ON N'AIME PAS IMPUNÉMENT

5ème dimanche de Carême – Année B

En ce temps-là, il y avait quelques Grecs parmi ceux qui étaient montés à Jérusalem pour adorer Dieu pendant la fête de la Pâque.
Ils abordèrent Philippe, qui était de Bethsaïde en Galilée, et lui firent cette demande : « Nous voudrions voir Jésus. »
Philippe va le dire à André, et tous deux vont le dire à Jésus.
Alors Jésus leur déclare : « L’heure est venue où le Fils de l’homme doit être glorifié.
Amen, amen, je vous le dis : si le grain de blé tombé en terre ne meurt pas, il reste seul ; mais s’il meurt, il porte beaucoup de fruit.
Qui aime sa vie la perd ; qui s’en détache en ce monde la gardera pour la vie éternelle.
Si quelqu'un veut me servir, qu’il me suive ; et là où moi je suis, là aussi sera mon serviteur. Si quelqu'un me sert, mon Père l’honorera. »
Maintenant mon âme est bouleversée. Que vais-je dire ? “Père, sauve-moi de cette heure” ? – Mais non ! C’est pour cela que je suis parvenu à cette heure-ci !
Père, glorifie ton nom ! » Alors, du ciel vint une voix qui disait : « Je l’ai glorifié et je le glorifierai encore. »
En l’entendant, la foule qui se tenait là disait que c’était un coup de tonnerre. D’autres disaient : « C’est un ange qui lui a parlé. »
Mais Jésus leur répondit : « Ce n’est pas pour moi qu’il y a eu cette voix, mais pour vous.
Maintenant a lieu le jugement de ce monde ; maintenant le prince de ce monde va être jeté dehors ;
et moi, quand j’aurai été élevé de terre, j’attirerai à moi tous les hommes. »
Il signifiait par là de quel genre de mort il allait mourir. (Jean 12, 20-33)

Extrait de la Traduction Liturgique de la Bible - © AELF, Paris

 

Peu de phrases sont aussi provocatrices que celle que nous entendons aujourd'hui dans l'Évangile : "Si le grain de blé ne tombe pas en terre et ne meurt pas, il reste infructueux ; mais s'il meurt, il porte beaucoup de fruit". La pensée de Jésus est claire.
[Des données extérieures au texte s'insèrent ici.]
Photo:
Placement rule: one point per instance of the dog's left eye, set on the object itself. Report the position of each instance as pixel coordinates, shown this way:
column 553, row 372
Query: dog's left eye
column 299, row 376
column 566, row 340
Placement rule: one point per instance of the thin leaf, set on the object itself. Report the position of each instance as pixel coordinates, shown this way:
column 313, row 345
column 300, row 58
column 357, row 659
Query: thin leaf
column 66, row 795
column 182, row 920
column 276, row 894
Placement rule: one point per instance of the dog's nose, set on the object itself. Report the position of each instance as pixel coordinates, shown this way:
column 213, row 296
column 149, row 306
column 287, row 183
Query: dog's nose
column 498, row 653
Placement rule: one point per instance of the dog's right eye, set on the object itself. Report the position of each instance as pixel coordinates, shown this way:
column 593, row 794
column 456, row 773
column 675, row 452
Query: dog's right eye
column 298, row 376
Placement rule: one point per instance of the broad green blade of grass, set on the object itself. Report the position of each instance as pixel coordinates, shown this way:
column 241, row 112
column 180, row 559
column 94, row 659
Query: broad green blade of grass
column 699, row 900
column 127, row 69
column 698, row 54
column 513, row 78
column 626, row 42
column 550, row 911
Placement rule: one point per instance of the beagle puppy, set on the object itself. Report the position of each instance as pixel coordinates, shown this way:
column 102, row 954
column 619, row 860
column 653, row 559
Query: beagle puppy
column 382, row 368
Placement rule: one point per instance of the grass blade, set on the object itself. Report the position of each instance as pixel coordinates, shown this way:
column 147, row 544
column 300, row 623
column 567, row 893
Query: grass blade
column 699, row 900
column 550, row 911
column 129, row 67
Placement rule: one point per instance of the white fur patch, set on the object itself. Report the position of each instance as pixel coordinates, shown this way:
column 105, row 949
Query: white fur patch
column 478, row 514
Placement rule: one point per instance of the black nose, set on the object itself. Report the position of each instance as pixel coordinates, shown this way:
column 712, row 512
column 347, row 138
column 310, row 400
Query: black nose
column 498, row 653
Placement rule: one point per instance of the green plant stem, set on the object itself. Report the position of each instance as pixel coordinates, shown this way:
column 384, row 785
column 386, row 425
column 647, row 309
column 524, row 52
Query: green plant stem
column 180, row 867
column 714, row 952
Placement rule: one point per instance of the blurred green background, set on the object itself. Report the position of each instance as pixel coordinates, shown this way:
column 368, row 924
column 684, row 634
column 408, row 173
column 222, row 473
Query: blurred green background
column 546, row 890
On ne peut pas engendrer la vie sans donner la sienne. On ne peut pas faire vivre les autres si l'on n'est pas prêt à "se dépenser" pour les autres. La vie est le fruit de l'amour, et elle jaillit dans la mesure où nous savons nous donner.

Le christianisme n'a pas toujours fait une distinction claire entre la souffrance que l'on peut supprimer et celle que l'on ne peut pas éliminer. Il y a une souffrance inévitable, reflet de notre condition de créature, qui nous révèle la distance qui existe encore entre ce que nous sommes et ce que nous sommes appelés à être. Mais il y a aussi une souffrance qui est le fruit de notre égoïsme et de notre injustice. Une souffrance par laquelle nous nous blessons les uns les autres.

Il est naturel que nous nous détournions de la douleur, que nous cherchions à l'éviter autant que possible, que nous nous efforcions de la faire disparaître de nous-mêmes. Mais c'est précisément pour cela qu'il y a une souffrance que nous devons assumer dans notre vie : la souffrance qui est acceptée comme étant le prix de notre effort pour la faire disparaître de la vie des hommes. "La douleur n'est bonne que si elle fait avancer le processus de sa suppression" (DorotheeSölle).

Il est clair que dans la vie, nous pourrions nous épargner beaucoup de souffrances, d'amertumes et de contrariétés. Il suffirait de fermer les yeux sur les souffrances des autres et de s'enfermer dans la poursuite égoïste de son propre bonheur. Mais ce serait toujours à un prix trop élevé : en cessant tout simplement d'aimer.

Quand on aime et qu'on vit intensément, on ne peut pas rester indifférent à la souffrance, grande ou petite, des autres. Celui qui aime devient vulnérable. Aimer les autres inclut la souffrance, la "compassion", la solidarité dans la douleur. "Il n'y a pas de souffrance qui puisse nous être étrangère" (K. Simonow). Cette solidarité douloureuse est porteuse de salut et de libération pour l'être humain. C'est ce que nous découvrons chez le Crucifié : seulement celui qui partage la douleur et se fait solidaire de celui qui souffre a la capacité de sauver.